Clearly, twisting by the trivial cocycle $b = e$ reduces to the connected case i.e. showing that $H^1(k, B_0)$ is finite. For nontrivial cocycles $b$ I see that $bB_0$ is still the same group as $B_0$ (and hence connected) but it is equipped with a different action of $\text{Gal}(\bar{k}/k)$.
I am confused because I think the text is implying that we can reduce to the case of showing that $H^1(k,B)$ is finite where $B$ is connected and $B$ has the usual (i.e. not twisted) Galois action of $\text{Gal}(\bar{k}/k)$.

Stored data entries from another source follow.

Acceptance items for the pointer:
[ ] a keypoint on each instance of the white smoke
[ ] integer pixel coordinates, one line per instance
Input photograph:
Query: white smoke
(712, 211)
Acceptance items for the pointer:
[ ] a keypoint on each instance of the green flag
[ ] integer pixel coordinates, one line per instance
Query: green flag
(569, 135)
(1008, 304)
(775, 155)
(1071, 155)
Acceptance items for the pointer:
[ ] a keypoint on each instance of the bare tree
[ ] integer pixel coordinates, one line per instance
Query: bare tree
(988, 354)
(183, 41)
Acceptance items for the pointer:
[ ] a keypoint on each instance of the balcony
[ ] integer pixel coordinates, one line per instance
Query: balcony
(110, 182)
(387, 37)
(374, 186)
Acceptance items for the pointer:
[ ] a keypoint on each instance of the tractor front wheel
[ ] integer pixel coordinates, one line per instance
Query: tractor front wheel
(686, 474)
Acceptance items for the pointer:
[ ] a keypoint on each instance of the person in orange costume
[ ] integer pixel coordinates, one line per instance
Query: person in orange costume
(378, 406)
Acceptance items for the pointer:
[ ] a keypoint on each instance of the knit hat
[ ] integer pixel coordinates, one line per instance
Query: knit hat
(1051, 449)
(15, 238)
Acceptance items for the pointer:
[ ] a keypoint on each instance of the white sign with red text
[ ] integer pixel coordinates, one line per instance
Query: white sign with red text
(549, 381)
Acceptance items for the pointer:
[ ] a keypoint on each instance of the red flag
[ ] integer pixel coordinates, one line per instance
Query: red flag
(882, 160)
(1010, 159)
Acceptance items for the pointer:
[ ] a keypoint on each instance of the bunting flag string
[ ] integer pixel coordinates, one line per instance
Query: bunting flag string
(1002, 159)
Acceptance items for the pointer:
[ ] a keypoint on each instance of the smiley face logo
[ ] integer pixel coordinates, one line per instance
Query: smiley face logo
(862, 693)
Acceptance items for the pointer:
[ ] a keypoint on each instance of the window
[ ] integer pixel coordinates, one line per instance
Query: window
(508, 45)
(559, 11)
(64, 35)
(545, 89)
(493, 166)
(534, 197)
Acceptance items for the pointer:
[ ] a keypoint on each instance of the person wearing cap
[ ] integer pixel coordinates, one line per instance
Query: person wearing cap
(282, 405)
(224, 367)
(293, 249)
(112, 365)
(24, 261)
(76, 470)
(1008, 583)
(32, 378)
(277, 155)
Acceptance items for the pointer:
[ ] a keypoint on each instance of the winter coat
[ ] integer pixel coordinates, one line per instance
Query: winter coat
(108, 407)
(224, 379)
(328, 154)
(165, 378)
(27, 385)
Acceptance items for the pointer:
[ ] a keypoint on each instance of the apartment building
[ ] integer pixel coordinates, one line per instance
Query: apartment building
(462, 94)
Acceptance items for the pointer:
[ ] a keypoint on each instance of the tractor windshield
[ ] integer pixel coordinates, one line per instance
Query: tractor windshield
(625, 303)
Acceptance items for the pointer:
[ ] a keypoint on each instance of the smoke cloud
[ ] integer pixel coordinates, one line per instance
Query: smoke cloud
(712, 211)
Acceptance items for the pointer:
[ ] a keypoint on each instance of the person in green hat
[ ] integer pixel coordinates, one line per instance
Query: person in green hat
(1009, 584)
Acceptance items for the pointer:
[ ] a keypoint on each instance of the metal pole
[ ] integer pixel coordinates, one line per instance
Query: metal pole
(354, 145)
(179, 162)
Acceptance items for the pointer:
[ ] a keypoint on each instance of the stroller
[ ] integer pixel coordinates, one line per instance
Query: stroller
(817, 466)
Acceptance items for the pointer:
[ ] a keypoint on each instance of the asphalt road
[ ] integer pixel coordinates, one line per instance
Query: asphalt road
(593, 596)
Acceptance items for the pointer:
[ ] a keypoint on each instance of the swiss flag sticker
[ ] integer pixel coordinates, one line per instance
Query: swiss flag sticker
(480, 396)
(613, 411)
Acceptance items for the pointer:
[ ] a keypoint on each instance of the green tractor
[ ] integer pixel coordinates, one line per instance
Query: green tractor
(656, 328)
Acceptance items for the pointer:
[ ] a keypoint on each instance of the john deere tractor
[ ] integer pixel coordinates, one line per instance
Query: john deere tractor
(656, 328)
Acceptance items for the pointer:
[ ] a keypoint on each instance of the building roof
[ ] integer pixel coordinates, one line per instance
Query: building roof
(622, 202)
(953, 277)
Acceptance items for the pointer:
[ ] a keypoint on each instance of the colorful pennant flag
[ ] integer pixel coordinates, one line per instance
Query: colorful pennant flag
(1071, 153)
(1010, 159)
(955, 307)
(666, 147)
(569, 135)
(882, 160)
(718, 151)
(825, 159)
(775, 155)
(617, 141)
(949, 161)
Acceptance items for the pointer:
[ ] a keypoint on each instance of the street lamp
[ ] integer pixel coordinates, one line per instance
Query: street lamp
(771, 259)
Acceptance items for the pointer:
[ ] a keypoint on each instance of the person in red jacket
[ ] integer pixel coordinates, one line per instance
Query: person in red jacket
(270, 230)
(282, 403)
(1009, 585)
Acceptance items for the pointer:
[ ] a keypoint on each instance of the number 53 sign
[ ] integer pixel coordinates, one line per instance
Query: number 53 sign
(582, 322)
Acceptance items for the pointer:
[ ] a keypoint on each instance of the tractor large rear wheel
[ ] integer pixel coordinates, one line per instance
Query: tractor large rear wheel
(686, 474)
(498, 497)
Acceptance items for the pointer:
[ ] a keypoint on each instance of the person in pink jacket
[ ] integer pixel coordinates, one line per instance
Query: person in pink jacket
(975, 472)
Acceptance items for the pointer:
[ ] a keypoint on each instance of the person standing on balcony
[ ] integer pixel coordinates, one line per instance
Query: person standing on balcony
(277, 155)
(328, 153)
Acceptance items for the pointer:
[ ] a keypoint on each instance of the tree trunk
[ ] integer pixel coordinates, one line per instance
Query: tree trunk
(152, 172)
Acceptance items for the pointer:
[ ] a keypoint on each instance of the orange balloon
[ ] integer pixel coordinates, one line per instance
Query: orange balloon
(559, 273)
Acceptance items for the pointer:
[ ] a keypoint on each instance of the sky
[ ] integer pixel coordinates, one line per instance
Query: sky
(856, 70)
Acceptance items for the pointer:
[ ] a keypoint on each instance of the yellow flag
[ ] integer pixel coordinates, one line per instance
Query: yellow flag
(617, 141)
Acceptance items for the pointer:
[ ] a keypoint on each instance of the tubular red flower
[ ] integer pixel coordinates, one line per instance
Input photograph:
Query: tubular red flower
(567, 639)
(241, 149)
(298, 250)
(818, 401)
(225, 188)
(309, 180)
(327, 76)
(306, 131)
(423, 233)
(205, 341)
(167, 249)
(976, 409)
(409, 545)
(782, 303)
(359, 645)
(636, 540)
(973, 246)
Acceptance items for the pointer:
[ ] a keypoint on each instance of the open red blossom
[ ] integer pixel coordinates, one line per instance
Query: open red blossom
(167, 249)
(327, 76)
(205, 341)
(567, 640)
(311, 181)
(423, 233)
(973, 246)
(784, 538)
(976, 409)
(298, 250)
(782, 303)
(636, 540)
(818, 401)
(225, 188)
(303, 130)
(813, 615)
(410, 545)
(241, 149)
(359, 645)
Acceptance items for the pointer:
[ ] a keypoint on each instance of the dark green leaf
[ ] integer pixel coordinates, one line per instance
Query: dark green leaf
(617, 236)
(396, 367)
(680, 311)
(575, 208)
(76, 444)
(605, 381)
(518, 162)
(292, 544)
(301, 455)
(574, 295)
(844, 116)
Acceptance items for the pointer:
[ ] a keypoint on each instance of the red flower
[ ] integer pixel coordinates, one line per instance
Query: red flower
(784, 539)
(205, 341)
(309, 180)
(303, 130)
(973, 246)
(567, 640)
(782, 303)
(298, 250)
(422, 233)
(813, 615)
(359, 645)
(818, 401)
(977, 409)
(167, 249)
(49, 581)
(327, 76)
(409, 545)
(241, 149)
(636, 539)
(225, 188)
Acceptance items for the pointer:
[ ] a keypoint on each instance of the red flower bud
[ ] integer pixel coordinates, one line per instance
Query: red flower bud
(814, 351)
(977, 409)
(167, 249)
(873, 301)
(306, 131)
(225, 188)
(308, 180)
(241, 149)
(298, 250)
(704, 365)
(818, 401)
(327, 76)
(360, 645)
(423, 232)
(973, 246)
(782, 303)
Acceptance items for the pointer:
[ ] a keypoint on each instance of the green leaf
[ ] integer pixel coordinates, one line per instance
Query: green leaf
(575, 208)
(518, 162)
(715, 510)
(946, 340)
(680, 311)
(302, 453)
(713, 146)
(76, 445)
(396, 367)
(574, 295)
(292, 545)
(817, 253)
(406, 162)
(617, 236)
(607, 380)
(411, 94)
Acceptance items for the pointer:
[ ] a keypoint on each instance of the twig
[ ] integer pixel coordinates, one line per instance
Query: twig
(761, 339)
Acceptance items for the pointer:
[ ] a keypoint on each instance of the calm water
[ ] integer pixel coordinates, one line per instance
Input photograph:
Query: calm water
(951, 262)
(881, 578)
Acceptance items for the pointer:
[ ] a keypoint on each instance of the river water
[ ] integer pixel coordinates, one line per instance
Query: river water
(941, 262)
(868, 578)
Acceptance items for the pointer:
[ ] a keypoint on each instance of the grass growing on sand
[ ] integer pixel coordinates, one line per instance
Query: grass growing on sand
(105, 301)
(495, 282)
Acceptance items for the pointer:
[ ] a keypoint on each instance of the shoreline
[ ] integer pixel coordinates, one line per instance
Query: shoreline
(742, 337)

I think that one way to possibly answer this is that $H^1(k, bB_0)$ is isomorphic as a pointed set to $H^1(k, bE)$ where $bE$ is a $k$-form of $B_0$ associated to $b$ and where $H^1(k, bE)$ makes use of the usual Galois action of $\text{Gal}(\bar{k}/k)$ on $bE(\bar{k})$. Should it be clear that $k$-forms of a connected group $B_0$ need to be connected?
Are the twists $bB_0$ of $B_0$ by $b \in Z^1(k,B)$ being considered as the connected group $B_0$ with a twisted action of $\text{Gal}(\bar{k}/k)$ or is there some way to see that $H^1(k, bB_0)$ is isomorphic as a pointed set to $H^1(k, bE)$ where $bE$ is some connected linear algebraic group over $k$ with the usual Galois action of $\text{Gal}(\bar{k}/k)$?
In Serre's Corollary 3 to Theorem 3 of section 2.4 of chapter 3, he does this reduction explicitly. Under the assumption that the field has cohomological dimension $\leq 1$ and is perfect, Theorem 1' of the previous section shows that connected linear algebraic groups $B_0$ have trivial $H^1(k,B_0)$. Let $B_0$ be the connected component of $B$. He concludes that the map $H^1(k,B) \to H^1(k,B/B_0)$ is injective by using the above inductive principle and says explicitly that since all twists $bB_0$ are connected and linear, $H^1(k, bB_0)=0$.